Stock market trading can be complicated if investor is not alert about the strategies to reduce the losses. The price of the shares may not always go in favorable direction for an investor. The price may either increase or decrease. But an investor can use the stop loss option to avoid loss.
A stop loss order is an order given to brokerage house as a margin for avoiding heavy loss. When the investor wants to buy or sell the shares and the stop loss order is executed it is the right time to make the trade order. The trade order is executed when the price reaches the pre-determined level while trading. This automatic order can be placed by the broker on behalf of the investor.

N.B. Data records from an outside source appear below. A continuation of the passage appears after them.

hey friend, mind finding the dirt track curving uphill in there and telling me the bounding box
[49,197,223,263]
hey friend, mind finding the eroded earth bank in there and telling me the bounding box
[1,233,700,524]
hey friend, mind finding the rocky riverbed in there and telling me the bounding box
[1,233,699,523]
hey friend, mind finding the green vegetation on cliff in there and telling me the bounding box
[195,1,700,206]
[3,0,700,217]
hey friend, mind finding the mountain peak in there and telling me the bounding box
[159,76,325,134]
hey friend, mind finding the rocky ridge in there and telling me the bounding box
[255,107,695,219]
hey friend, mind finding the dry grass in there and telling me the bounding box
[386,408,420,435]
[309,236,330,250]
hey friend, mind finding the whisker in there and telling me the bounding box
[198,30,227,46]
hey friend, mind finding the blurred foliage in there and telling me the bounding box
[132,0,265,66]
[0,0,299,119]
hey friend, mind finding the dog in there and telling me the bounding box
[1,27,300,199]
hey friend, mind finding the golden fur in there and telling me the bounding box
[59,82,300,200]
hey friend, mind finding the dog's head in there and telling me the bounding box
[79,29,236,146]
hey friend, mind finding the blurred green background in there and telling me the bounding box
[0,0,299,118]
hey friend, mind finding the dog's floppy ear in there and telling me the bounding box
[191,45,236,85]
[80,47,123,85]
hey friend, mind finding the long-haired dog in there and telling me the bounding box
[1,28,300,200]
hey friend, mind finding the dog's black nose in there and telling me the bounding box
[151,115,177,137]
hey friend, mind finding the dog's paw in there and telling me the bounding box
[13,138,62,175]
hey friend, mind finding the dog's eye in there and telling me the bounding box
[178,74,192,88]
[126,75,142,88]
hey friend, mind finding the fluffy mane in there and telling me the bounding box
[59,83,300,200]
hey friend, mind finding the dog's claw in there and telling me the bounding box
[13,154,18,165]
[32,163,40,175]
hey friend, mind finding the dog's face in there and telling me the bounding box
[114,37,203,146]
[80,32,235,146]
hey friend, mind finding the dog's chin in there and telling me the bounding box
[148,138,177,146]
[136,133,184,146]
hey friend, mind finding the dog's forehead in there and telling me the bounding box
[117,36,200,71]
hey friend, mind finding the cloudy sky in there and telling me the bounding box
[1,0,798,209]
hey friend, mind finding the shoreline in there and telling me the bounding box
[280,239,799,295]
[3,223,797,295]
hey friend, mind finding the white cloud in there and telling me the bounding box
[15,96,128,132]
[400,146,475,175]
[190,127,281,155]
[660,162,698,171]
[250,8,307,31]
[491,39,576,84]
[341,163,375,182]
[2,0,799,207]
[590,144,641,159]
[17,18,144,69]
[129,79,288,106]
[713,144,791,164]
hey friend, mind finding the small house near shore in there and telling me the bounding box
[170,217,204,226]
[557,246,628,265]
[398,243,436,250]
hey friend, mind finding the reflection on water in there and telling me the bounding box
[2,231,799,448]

An example can make it easy to understand the concept. If an investor has bought a share of a company named XYZ Ltd at price of Rs.100 per share and at present the share price is at Rs.200 per share. An investor can decide to hold the share when the price increases and the profits are unrealized. The investor to be on safer side requests the broker to sell the shares if the price reaches Rs.150, as the investor may be able to decide this as a bearable loss. The stop loss is more advantageous for the investor who cannot keep on watching the stock on daily basis this stands a reminder to avoid loss. But when there is a disadvantage in stop loss order, the price may again increase after a while; by selling the share the investor cannot be able to enjoy the profits of the hike in price.
But the disadvantage can be broke by setting a pre-determined which allows the stock price fluctuation to up and down in a trading day. The broker does not charge separately for this order as usual commission is charged. The stop loss order may occur only once and the share is sold. Stop loss secure the investor as insurance.
When to use the Stop loss order?
The Stop Loss order is a big way for a trader to manage his intraday exposure in the market. Lets us say that a trader wants to buy XYZ Company at Rs.200 because he expects the price to rise to Rs.220 in a short time. But he does not want to take an unnecessary risk and hence he wants to exit the trade (sell his shares) in XYZ company if the price drops below Rs195.
For example: He first buy 100 shares at prices Rs.200, Then to protect himself against an unexpected movement and limit his losses he would place in a stop loss sell order for 200 shares of XYZ company. with a trigger price of Rs 195. He would choose to sell with a limit price of his choice (or) at market price.
So if the shares of XYZ drop to trade at Rs.195 his order is immediately triggered and pushed into the queue for execution.
This system finds similar application in the case of short positions.
How to use Disclosed Quantity:
The system provides a facility for entering orders with quantity trade conditions.
Disclosed Quantity order allows the member to disclose only a part of the order quantity to the market display. Disclosed Quantity must not be less that 10% of the Order Quantity and at the same time should not be greater than (or) equal to the Order Quantity.